So this video was quite rushed because I wanted to get it out in time for the #teamtrees launch. Here are a couple of things I got wrong:

Not ALL coal was made during the carboniferous period. There exists some younger coal here and there that formed under rare conditions that enabled it in spite of the presence of capable fungi. I did film myself saying that but it was lost it my rushed edit.

Photosynthesis is more complicated than I described. It involves water for a start. And it seems that the oxygen released during photosynthesis comes from the H₂O not the CO₂. Though I haven't be able to verify that.

And here's a non-correction! The thing I was holding up at the start was not charcoal. It was a coal dust briquette.
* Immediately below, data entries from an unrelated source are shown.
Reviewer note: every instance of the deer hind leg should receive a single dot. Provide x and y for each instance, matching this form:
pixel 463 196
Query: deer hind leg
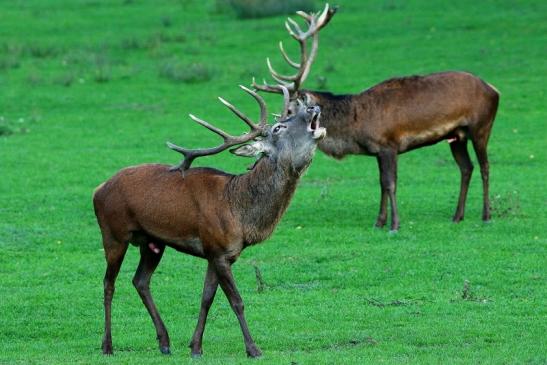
pixel 209 290
pixel 479 144
pixel 114 254
pixel 227 283
pixel 460 154
pixel 387 162
pixel 382 215
pixel 147 265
You could argue that the briquette was made recently but the coal it's made of is old!

So yeah, the thrust of the video still stands but it's been a learning opportunity for me!

A final thought on planting trees for carbon capture. A lot of comments saying "what's the point? When the trees die the decomposers will release the CO₂ back into the atmosphere. But really this is more about planting *forests*. In a forest, when a tree dies, another tree grows in its place recapturing the carbon. But also, it's my understanding that it takes a very long time to release the CO₂. Like hundreds of years. So in terms of tackling climate change which is a problem of human time scales, it's a useful endeavour.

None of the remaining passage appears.